I was watching a video about Convolutional Neural Networks: https://www.youtube.com/watch?v=SQ67NBCLV98. What I'm confused about is the arrangement of applying the filters' channels to the input image or even to the output of a previous layer.
Question 1 - Looking at the visual explanation example of how one filter with 3 channels is applied to the input image (with 3 channels), so that each 1 filter channel is applied to its corresponding input channel: .
So hence the output is 3 channels. Makes sense.
However, looking at the second screenshot which shows an example of the VGG network: , looking at the first layer (I've delineated with a red frame), which is 64 channels, where the input of the image contains 3 channels.

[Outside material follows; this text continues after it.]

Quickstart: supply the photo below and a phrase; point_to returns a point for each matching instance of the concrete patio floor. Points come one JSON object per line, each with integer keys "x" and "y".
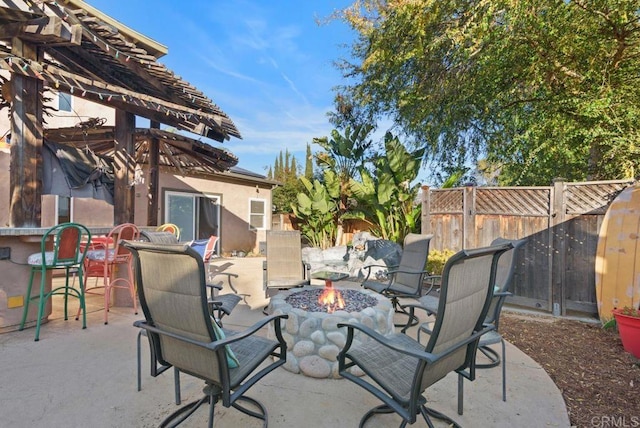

How does the output shape become 64? The only way I would think this would be possible is if you apply:
- filter channel 1 to image channel 1
- filter channel 2 to image channel 2
- filter channel 3 to image channel 3
- filter channel 4 to image channel 1
- filter channel 5 to image channel 2
- filter channel 6 to image channel 3
.. and so on.
Or the other thing could be, that these are representing Conv layers, with 64 filters. Rather than a filter with 64 channels. And that's precisely what I'm confused about here. In all the popular Convolutional networks, when we see these big numbers - 64, 128, 256 ... etc, are these Conv layers with 64 filters, or are they individual filters with 64 channels each?
Question 2 - Referring back to the second screenshot, the layer I've delineated with blue frame (3x3x128). This Conv layer, as I understand, takes the output of 64 Max-pooled nodes and applies 128 Conv filters. But how does the output become 128. If we apply each filter to each Max-pooled output node, that's 64 x 128 = 8192 channels or nodes in output shape. Clearly that's not what's happening and so I'm definitely missing something here. So, how does 128 filters is applied to 64 output nodes in a way so that the output is still 128? What's the arrangement?
Many thanks in advance.